The decline of the punctuation mark in the US was temporarily arrested, in bizarre circumstances, during the 1970s. Unfortunately the person responsible was a serial killer, David Berkowitz. He became more infamous as “Son of Sam”. But in the course of his rampages, he left an infamous note for police that was unusual for, among other things, correctly using a semicolon.
Usefully or not, this influenced the list of possible suspects. And it caused New York Post columnist Jimmy Breslin (the recipient of another Son of Sam note) to conclude, years later, that Berkowitz was the only murderer he had ever known of who could use the semicolon properly. So if the punctuation mark is, as the Times suggested, “an agent of reflection and meditation”, Berkowitz was the exception who proved the rule.
The 1837 duellists proved it too, more positively. Rash as they may have been in having the row, they at least avoided fatalities. But then again, this may have been as much a comment on the nature of 19th century French duelling, as on the civilising effects of grammar. Certainly Mark Twain thought so.
When his visit to France in 1878 coincided with another non-fatal duel, this time between two politicians, he wrote a long and very funny account of the incident. In the introduction, he disagreed with the American perception that the typical French duel was harmless.

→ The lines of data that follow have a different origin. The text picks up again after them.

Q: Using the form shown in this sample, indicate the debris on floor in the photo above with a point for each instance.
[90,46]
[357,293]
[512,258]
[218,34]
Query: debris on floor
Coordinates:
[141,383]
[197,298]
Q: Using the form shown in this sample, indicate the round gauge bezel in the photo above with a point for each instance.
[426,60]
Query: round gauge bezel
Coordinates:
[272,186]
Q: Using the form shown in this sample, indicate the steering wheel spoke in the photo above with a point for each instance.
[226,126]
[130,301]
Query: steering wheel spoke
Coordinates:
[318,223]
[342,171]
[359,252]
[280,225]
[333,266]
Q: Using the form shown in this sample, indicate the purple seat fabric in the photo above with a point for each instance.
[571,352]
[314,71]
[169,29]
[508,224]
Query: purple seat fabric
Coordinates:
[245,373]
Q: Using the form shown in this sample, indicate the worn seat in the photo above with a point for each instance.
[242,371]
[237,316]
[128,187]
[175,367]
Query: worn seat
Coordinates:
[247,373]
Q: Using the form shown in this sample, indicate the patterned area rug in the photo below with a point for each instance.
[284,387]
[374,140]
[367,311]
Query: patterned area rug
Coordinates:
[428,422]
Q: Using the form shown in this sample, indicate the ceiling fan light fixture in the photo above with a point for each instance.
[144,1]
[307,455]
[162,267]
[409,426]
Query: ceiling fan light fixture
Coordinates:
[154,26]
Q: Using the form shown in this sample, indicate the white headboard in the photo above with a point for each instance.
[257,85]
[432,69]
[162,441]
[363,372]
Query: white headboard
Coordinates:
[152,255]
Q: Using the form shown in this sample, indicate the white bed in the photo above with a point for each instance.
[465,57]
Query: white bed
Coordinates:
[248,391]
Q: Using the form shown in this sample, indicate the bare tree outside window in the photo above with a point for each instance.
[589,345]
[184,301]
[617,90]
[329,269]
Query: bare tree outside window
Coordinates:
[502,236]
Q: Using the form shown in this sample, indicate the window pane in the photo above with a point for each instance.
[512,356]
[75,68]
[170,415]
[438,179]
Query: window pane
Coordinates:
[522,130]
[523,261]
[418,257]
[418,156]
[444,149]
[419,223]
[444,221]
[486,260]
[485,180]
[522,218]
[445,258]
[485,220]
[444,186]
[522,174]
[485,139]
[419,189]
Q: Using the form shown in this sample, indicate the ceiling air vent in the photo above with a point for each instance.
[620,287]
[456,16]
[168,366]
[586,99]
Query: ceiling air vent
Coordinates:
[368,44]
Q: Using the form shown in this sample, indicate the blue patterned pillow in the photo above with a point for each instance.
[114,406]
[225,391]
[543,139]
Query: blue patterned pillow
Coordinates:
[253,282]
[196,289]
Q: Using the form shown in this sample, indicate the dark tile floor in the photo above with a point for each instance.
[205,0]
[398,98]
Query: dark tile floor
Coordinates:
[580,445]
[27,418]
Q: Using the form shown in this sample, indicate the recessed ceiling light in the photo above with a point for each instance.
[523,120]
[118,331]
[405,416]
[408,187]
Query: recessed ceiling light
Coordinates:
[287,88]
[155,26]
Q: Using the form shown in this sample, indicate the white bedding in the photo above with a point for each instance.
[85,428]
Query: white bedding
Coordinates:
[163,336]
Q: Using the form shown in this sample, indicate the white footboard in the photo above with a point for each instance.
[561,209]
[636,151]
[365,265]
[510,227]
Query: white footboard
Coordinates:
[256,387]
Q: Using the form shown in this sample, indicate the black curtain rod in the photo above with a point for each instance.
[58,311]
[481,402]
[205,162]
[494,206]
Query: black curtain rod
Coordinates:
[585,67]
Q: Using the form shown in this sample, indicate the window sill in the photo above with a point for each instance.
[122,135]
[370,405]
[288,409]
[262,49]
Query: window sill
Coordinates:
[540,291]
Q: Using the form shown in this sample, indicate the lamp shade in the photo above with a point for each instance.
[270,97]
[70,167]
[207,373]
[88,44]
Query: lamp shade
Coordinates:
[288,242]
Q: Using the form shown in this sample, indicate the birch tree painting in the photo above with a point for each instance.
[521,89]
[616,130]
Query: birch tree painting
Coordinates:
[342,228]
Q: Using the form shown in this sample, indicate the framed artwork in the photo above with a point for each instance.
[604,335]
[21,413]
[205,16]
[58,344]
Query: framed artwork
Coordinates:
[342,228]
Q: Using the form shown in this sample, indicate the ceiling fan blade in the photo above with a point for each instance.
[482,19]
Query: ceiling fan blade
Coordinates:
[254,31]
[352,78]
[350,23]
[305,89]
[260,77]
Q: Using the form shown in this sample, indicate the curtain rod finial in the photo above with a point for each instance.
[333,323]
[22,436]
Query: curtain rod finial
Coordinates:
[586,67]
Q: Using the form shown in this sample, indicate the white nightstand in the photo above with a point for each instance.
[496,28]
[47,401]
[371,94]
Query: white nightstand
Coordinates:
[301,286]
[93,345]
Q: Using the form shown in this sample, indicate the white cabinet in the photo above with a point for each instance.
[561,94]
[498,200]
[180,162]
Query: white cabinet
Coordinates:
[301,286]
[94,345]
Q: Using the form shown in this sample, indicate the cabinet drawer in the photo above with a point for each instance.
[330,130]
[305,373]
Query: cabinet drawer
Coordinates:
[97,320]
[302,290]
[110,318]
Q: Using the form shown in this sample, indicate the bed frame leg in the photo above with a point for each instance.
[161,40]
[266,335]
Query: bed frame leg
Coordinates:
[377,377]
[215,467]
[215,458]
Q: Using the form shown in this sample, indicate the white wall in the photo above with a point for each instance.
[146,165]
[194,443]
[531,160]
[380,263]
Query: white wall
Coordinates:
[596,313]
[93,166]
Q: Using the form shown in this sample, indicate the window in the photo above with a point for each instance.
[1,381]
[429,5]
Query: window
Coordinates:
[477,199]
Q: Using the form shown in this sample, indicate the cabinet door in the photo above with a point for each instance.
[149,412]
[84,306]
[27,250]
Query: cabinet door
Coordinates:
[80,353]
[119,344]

On the contrary, he wrote: “Since it is always fought in the open air, the combatants are nearly sure to catch cold”.
And helpfully including an example of the semicolon in action, Twain went on: “M Paul de Cassagnac, the most inveterate of the French duellists, has suffered so often in this way that he is at last a confirmed invalid; and the best physician in Paris has expressed the opinion that if he goes on duelling for 15 or 20 years more – unless he forms the habit of fighting in a comfortable room where damps and draughts cannot intrude – he will eventually endanger his life.”